The theme of this year’s celebration is “IMO conventions: effective implementation”, expressing the hope that this year would see genuine progress towards effective and global implementation of all IMO conventions.
IMO has built up an enviable track record for developing and adopting new international conventions. Over the years, some 53 conventions in all have been adopted, which are aimed at either the prevention of accidents or environmental damage, mitigating the negative effects of accidents when they do occur, or at ensuring that adequate compensation is available for the victims of such accidents.
Nevertheless, adoption alone is only the first step of the treaty-making process.

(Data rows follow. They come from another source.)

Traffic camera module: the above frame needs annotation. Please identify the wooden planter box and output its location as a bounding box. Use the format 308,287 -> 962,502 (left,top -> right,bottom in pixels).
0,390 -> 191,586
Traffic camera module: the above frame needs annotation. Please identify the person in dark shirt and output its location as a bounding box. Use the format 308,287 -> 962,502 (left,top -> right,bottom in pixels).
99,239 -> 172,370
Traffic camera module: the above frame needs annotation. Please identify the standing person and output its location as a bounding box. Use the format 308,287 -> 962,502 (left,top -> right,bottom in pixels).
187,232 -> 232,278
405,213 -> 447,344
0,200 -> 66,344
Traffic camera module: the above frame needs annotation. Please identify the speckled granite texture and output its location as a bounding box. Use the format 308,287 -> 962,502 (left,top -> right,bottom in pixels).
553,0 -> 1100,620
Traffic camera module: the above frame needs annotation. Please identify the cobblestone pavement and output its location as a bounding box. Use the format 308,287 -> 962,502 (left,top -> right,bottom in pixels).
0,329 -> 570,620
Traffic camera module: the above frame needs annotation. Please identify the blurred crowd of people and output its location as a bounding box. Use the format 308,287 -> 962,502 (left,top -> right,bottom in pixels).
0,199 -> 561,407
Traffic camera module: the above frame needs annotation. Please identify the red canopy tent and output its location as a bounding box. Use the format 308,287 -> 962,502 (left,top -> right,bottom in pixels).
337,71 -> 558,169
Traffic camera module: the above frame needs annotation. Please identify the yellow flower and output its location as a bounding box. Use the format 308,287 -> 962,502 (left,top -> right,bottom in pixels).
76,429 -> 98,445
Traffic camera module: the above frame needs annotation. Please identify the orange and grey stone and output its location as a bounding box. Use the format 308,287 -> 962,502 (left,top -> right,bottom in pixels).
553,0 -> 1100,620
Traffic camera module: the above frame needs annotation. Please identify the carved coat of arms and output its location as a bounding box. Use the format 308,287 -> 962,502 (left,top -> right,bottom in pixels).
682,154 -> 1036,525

For conventions to truly be effective, adoption must be followed by entry into force and, subsequently, widespread implementation of measures put in place.
“Even those conventions that command almost universal coverage of the global fleet, such as SOLAS and MARPOL, only have teeth if they are backed up by an effective implementation infrastructure at the national level,” said IMO Secretary-General Koji Sekimizu in his World Maritime Day address.
Secretary-General Sekimizu notes that this year’s theme has provided an opportunity to shine a spotlight on those IMO treaty instruments which have not yet entered into force, as well as those for which ratification by more States would lead to more effective implementation.
Specifically, Sekimizu called attention treaties that are still to enter into force, including the International Convention for the Control and Management of Ships’ Ballast Water and Sediments, 2004; the Hong Kong International Convention for the Safe and Environmentally Sound Recycling of Ships, 2009; the Nairobi International Convention on the Removal of Wrecks, 2007; the 2010 Protocol to the International Convention on Liability and Compensation for Damage in Connection with the Carriage of Hazardous and Noxious Substances by Sea (HNS); and the Cape Town Agreement of 2012 on the Implementation of the Provisions of the 1993 Protocol relating to the Torremolinos International Convention for the Safety of Fishing Vessels.
While the implementation of IMO Measures is ultimately the responsibility of the Member States and the industry, Sekimizu notes, the Organization and the Secretariat also play a key role, specifically through IMO’s extensive technical cooperation programme in which IMO identifies particular needs among Member States that may lack resources, expertise or both, and match them to offers of help and assistance from others.
“During the course of this year, our theme has enabled us to make genuine progress towards ratification, entry into force and implementation of all IMO conventions – but especially those which have yet to be widely accepted,” Sekimizu said.
“And this is what IMO is really all about. Debates, discussions and resolutions in committees and sub committees are all very well: but it is how we apply what emerges from that process to the ships, ports and seafarers who operate daily at the “sharp end” of shipping that really matters.”